Non potevamo chiudere questa rassegna senza questa foto dell'amico Giovanni, il quale sul sito di un paraschegge ha individuato due manufatti in cemento che servivano per alloggiare la ruota posteriore degli aerei, in modo da bloccarli quando venivano parcheggiati. Si tratta di piccoli rettangoli di cemento, simili a vasche perché riempiti di acqua piovana, la cui base non è piana ma in pendenza, in modo tale che la ruota non potesse uscire. Come si vede, chi per hobby va a caccia di cimeli storici deve avere molta pazienza e la fortuna di trovare il posto giusto in cui cercare!
È il momento di finirla con ricordi del nostro triste e luttuoso passato, e di ritornare a reperti che ricordano il lavoro delle generazioni andate, e con gli astuti artifici da esse usate per accopparsi a vicenda. Ho pensato perciò di fotografare anche queste antiche seghe, evidentemente utilizzate per fare legna nella brughiera. Qualcuno si è divertito anche a fare il poeta: "La legna ardere e bruciar potea, / pel gran sudore ch'ei versato avea":
A partire dal 2010, in Via di Gaggio sono stati messi in mostra molti altri ricordi di un passato incredibilmente recente e fatto di lavori agricoli e di allevamento del bestiame, in un'era in cui certo la Lombardia nordoccidentale non era ancora industrializzata come lo è oggi; ho deciso perciò di inserire in questa pagina anche vari ricordi questo passato non troppo lontano, e separato da noi al massimo due o tre generazioni. Cominciamo con la prima installazione che si scorge sulla sinistra, provenendo da Lonate Pozzolo:
Prima dell'avvento delle lavatrici elettriche, il bucato si faceva a mano con l'aiuto di un mastello chiamato "brenta", sovrapponendo un asse per sfregare i panni con sapone e spazzola di trebbia, ma fino alla fine dell'ottocento si utilizzava la cenere. L'acqua veniva attinta dalle cisterne o dai pozzi: era un'operazione molto faticosa, che fino all'avvento dell'acquedotto municipale, nel 1914, era svolto esclusivamente dalle donne. L'acqua freddissima dell'inverno produceva loro terribili geloni sulle mani. La risciacquatura dei panni grossi si faceva sulle rive del Ticino con l'ausilio di un piano inclinato chiamato "schagn", parola di origine longobarda. I panni venivano lavanti, strizzati e stesi sul prato ad asciugare con un bacile di rame leggero.

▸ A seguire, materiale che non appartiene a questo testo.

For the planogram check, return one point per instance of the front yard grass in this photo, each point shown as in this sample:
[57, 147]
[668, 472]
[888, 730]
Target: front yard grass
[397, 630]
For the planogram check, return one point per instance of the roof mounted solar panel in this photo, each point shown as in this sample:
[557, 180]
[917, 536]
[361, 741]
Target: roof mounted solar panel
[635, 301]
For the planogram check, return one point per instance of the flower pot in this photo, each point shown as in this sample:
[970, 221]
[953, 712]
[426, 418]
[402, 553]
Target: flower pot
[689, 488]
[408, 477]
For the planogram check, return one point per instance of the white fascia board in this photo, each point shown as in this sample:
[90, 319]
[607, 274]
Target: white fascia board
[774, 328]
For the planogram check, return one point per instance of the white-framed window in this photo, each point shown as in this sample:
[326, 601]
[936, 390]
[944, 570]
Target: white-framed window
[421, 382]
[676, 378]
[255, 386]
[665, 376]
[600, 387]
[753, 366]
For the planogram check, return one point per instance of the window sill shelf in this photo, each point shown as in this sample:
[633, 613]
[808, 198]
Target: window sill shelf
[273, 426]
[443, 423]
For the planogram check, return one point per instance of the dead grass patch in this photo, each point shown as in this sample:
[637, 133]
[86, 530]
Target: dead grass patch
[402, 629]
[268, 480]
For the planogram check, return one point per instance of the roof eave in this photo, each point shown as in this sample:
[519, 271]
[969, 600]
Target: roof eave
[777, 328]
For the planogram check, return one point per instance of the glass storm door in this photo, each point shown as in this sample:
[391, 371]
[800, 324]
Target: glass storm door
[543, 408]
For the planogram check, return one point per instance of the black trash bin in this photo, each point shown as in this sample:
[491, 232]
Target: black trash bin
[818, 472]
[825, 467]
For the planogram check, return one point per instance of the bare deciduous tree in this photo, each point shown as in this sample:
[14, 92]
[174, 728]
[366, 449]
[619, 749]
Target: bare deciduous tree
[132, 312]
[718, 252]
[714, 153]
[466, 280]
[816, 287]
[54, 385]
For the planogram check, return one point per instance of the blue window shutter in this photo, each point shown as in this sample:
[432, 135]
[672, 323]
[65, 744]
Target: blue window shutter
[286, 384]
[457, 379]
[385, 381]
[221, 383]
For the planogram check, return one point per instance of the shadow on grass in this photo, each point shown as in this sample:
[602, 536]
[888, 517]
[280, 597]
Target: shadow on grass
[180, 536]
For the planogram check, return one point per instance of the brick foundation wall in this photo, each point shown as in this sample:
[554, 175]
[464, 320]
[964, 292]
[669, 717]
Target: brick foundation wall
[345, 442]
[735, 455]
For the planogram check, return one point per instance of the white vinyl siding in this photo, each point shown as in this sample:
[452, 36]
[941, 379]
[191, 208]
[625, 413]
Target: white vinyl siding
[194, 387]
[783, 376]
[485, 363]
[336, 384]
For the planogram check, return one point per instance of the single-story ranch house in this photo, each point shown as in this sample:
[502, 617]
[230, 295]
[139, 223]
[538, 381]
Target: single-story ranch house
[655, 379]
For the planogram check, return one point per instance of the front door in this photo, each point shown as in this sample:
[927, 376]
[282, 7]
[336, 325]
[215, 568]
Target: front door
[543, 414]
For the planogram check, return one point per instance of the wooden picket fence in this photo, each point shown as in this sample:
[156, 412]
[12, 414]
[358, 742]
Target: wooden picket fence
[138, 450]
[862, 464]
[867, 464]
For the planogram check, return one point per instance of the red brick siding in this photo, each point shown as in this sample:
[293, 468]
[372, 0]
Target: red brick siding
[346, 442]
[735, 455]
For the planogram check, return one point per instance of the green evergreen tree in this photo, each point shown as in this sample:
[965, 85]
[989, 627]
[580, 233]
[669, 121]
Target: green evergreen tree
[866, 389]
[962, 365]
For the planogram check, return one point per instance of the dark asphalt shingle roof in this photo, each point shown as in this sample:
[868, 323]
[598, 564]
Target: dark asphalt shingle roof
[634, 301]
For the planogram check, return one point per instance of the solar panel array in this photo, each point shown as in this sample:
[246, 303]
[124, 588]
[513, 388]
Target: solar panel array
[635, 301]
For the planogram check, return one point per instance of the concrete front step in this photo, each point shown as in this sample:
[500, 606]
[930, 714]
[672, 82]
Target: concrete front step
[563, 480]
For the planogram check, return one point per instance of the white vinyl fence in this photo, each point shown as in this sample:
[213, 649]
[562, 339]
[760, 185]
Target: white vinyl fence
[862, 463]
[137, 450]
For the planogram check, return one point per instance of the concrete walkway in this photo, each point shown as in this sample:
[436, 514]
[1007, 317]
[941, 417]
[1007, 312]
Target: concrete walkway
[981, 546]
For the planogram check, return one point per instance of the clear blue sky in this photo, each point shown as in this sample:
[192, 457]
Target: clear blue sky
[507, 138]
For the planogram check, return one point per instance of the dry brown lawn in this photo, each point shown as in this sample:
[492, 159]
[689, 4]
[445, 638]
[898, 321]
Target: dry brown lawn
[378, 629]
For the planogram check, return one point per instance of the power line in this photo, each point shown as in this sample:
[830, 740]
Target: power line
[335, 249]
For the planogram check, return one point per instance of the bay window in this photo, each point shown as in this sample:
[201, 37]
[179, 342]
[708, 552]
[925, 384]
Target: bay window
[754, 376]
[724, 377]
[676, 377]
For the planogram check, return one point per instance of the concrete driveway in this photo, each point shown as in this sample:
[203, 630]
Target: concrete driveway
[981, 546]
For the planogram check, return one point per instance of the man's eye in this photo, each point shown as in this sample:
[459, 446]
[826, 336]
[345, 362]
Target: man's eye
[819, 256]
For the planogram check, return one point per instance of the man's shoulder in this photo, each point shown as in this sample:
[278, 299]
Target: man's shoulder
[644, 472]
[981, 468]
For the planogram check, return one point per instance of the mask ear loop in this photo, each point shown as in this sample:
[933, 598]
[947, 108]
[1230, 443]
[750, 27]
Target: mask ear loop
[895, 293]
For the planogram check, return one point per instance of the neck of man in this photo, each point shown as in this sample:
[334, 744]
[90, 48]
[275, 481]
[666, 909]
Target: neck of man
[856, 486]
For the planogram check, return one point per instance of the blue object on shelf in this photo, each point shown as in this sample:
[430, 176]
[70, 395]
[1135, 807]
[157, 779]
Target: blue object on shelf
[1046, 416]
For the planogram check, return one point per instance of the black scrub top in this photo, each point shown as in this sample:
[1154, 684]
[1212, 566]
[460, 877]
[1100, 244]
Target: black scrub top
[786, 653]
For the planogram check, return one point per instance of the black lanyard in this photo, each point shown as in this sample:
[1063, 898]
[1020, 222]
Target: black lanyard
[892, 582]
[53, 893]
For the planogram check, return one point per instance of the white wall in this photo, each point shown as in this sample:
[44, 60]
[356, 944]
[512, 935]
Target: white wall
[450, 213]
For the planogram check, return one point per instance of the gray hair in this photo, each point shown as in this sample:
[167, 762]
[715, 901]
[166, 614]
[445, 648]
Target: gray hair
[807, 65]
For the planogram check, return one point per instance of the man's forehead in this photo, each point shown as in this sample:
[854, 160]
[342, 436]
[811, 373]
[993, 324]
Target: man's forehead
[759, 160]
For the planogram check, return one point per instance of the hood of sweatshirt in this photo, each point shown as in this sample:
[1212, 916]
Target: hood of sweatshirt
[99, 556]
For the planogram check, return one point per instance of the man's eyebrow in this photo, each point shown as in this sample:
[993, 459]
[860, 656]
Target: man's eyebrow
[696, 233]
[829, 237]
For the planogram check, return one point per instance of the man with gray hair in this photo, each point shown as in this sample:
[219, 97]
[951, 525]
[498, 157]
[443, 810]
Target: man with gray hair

Siamo già passati agli strumenti agricoli. Qui vediamo una tresca, costituita da due bastoni uniti da uno snodo di cuoio, di origine probabilmente longobarda, che consentiva di separare il chicco dalla spiga. Vediamo poi un vaglio di vimini intrecciati, usato per separare il frumento dalle impurità. Doveva essere maneggiato con maestria, per sfruttare la direzione del vento. Questi strumenti vennero soppiantati dall'invenzione della mietitrebbiatrice elettrica, inventata negli USA ai primi del '900 ed arrivata in Europa a partire dal 1952. In basso invece si vede una staia, misura di capacità equivalente a circa 18,27 litri, in uso nel Ducato di Milano: lo stesso nome passò al contenitore di forma cilindrica con il quale veniva effettuata la misurazione, e che vediamo qui esposto. Esso ovviamente era apprezzato quando serviva per la vendita in proprio del frumento, ma odiato quando dai magri raccolti, a volte decimati dalla tempesta, bisognava consegnare due staia a pertica ai padroni come affitto /1 pertica = 654,52 metri quadrati). Sulla destra, infine, ecco il "palot", usato per insaccare i cereali e per la prima pulitura del frumento dopo la battitura, lanciando per aria il grano controvento.
Ed ecco un magnifico esemplare di carriola ("carèta" in dialetto). Il suo utilizzo è estraneo al mondo latino, che usava piuttosto un piano dotato di stanghe e portato a spalla da due uomini, metodo che in edilizia si sfruttò fino ai primi decenni del secolo scorso. Nel Basso Medioevo al piano di legno fu inserita una ruota al centro delle stanghe, e nacque cos' la carriola. Nei secoli scorsi gli animali agricoli da trasporto non erano appannaggio di tutti, e la carriola sopperiva al trasporto dei prodotti agricoli dai campi alla casa. Ogni famiglia ne possedeva una per svariati servizi, e la si utilizzò fino agli anni quaranta del XX secolo. La si adoperava per il trasporto giornaliero del foraggio verde; generalmente erano le donne che raggiungevano i campi, distanti anche due chilometri. Il ritorno verso sera era faticoso quando dovevano attraversare la via di Gaggio, Bisognava ricorrere all'aiuto dei braccianti che si trovavano numerosi dei campi, oppure dai ragazzi in cerca di nidi, che con una corda le trascinavano su dai pendii. Al ritorno, già stanche, si dedicavano alle fatiche domestiche. Se oggi la nostra vita è agiata, lo dobbiamo anche alle loro fatiche: ricordiamoci di loro, osservando le stanghe di questa carriola, consunte dalle loro mani callose!
Passiamo a queste falci
polifunzionali, utilizzate dagli stradaioli per tagliare i rami e i rovi
lungo le strade. I primi contadini bergamaschi giunti a Lonate. poco inclini
all'utilizzo della falce da fieno, ne facevano largo uso per tagliare interi
prati di trifoglio! Essi impiegavano nell'operazione entrambe le braccia: a
sinistra impugnavano un piccolo rastrello che inclinava l'erba per facilitare il
taglio, mentre con la mano destra compivano un gesto simile al roteare della
frusta, tagliando l'erba. Era un lavoro molto faticoso, per cui si convertirono
presto alla falce da fieno. Anche questo strumento veniva reso tagliente tramite
martellatura. Si noti che vi erano due tipi di falci: per i mancini veniva
preparata una falce con la lama montata in senso contrario!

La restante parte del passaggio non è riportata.